Let’s take a brief break from research results and observational approaches to consider the broader context of how we do space science. In particular, what can we do to cut across barriers between different disciplines as well as widely differing venues? Working on a highly directed commercial product is a different process than doing academic research within the confines of a publicly supported research lab. And then there is the question of how to incorporate ever more vigorous citizen science.

SpaceML is an online toolbox that tackles these issues with a specific intention of improving the artificial intelligence that drives modern projects, with the aim of boosting interdisciplinary work. The project’s website speaks of “building the Machine Learning (ML) infrastructure needed to streamline and super-charge the intelligent applications, automation and robotics needed to explore deep space and better manage our planetary spaceship.”

I’m interested in the model developing here, which makes useful connections.
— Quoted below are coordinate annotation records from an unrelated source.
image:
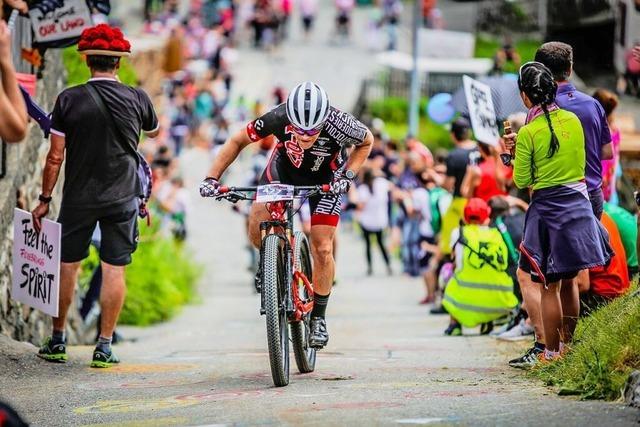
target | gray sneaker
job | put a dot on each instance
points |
(521, 331)
(319, 336)
(528, 360)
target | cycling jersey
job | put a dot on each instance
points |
(290, 164)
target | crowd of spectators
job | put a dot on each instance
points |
(458, 219)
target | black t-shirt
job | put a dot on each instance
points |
(317, 164)
(457, 163)
(99, 170)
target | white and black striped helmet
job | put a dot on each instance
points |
(307, 106)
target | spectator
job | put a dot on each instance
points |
(480, 290)
(609, 101)
(486, 179)
(601, 284)
(174, 201)
(13, 112)
(373, 214)
(101, 183)
(571, 242)
(308, 11)
(558, 57)
(457, 163)
(343, 18)
(626, 224)
(392, 10)
(632, 72)
(506, 53)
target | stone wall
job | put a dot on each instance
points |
(24, 175)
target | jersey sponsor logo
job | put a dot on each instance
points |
(294, 151)
(251, 131)
(317, 164)
(320, 153)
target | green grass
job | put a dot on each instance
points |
(486, 47)
(78, 72)
(394, 112)
(606, 351)
(161, 279)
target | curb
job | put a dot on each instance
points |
(632, 390)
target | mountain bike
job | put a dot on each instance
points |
(285, 275)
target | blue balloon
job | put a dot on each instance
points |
(440, 109)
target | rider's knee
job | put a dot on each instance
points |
(322, 251)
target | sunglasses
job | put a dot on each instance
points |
(310, 132)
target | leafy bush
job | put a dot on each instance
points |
(395, 113)
(606, 351)
(78, 72)
(160, 280)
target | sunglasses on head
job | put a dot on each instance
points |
(310, 132)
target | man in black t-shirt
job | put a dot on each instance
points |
(101, 182)
(312, 142)
(457, 161)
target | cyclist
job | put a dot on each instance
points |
(313, 148)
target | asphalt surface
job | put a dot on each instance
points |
(387, 362)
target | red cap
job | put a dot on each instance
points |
(103, 40)
(476, 211)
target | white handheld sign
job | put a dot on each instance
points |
(481, 111)
(36, 263)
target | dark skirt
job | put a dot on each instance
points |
(561, 235)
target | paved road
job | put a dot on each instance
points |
(387, 363)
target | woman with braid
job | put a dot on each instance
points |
(561, 234)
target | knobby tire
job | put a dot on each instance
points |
(305, 356)
(273, 273)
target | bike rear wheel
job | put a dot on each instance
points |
(304, 354)
(273, 289)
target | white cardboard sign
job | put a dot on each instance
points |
(36, 263)
(481, 111)
(62, 22)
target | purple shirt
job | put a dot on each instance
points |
(594, 125)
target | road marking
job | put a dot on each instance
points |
(423, 421)
(169, 402)
(144, 368)
(160, 422)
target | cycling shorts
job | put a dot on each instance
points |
(325, 208)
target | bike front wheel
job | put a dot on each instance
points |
(273, 288)
(304, 354)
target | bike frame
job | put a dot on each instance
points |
(281, 224)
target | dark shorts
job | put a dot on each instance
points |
(597, 202)
(118, 227)
(325, 208)
(526, 266)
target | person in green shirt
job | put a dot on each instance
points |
(561, 234)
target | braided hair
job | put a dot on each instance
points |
(536, 81)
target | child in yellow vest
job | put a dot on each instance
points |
(480, 290)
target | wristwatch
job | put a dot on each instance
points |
(349, 174)
(44, 199)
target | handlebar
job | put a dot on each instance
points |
(235, 194)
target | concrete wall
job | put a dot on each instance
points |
(24, 173)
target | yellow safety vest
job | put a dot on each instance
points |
(480, 290)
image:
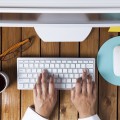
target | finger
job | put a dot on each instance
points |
(89, 85)
(39, 79)
(38, 88)
(94, 89)
(44, 75)
(72, 94)
(78, 86)
(34, 92)
(84, 74)
(51, 86)
(84, 87)
(44, 83)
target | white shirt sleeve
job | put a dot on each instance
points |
(94, 117)
(30, 114)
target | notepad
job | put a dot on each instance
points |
(114, 29)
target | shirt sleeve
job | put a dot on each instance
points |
(94, 117)
(30, 114)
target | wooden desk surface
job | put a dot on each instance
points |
(13, 102)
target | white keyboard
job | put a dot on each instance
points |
(65, 70)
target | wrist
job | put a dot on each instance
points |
(85, 115)
(42, 113)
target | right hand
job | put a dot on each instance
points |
(84, 96)
(45, 95)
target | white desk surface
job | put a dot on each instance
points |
(59, 3)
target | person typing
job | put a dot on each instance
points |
(83, 96)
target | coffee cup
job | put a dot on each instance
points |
(4, 81)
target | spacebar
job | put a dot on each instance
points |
(60, 86)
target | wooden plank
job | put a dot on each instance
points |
(0, 69)
(107, 92)
(33, 51)
(51, 50)
(10, 98)
(89, 48)
(67, 109)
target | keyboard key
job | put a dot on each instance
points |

Both ESA and NASA have taken an active interest in enhancing interdisciplinary research via accessible data and new AI technologies, as a recent presentation on SpaceML notes:

NASA Science Mission Directorate has declared [1] a commitment to open science, with an emphasis on continual monitoring and updating of deployed systems, improved engagement of the scientific community with citizen scientists, and data access to the wider research community for robust validation of published research results.

Within this context, SpaceML is being developed in the US by the Frontier Development Lab and hosted by the SETI Institute in California, while the UK presence is via FDL at Oxford University and works in partnership with the European Space Agency. This is a public-private collaboration that melds data storage, code-sharing and data analysis in the cloud. The site includes analysis-ready datasets, space science projects and tools.

Bill Diamond, CEO of the SETI Institute, explains the emergence of the approach:

“The most impactful and useful applications of AI and machine learning techniques require datasets that have been properly prepared, organized and structured for such approaches. Five years of FDL research across a wide range of science domains has enabled the establishment of a number of analysis-ready datasets that we are delighted to now make available to the broader research community.”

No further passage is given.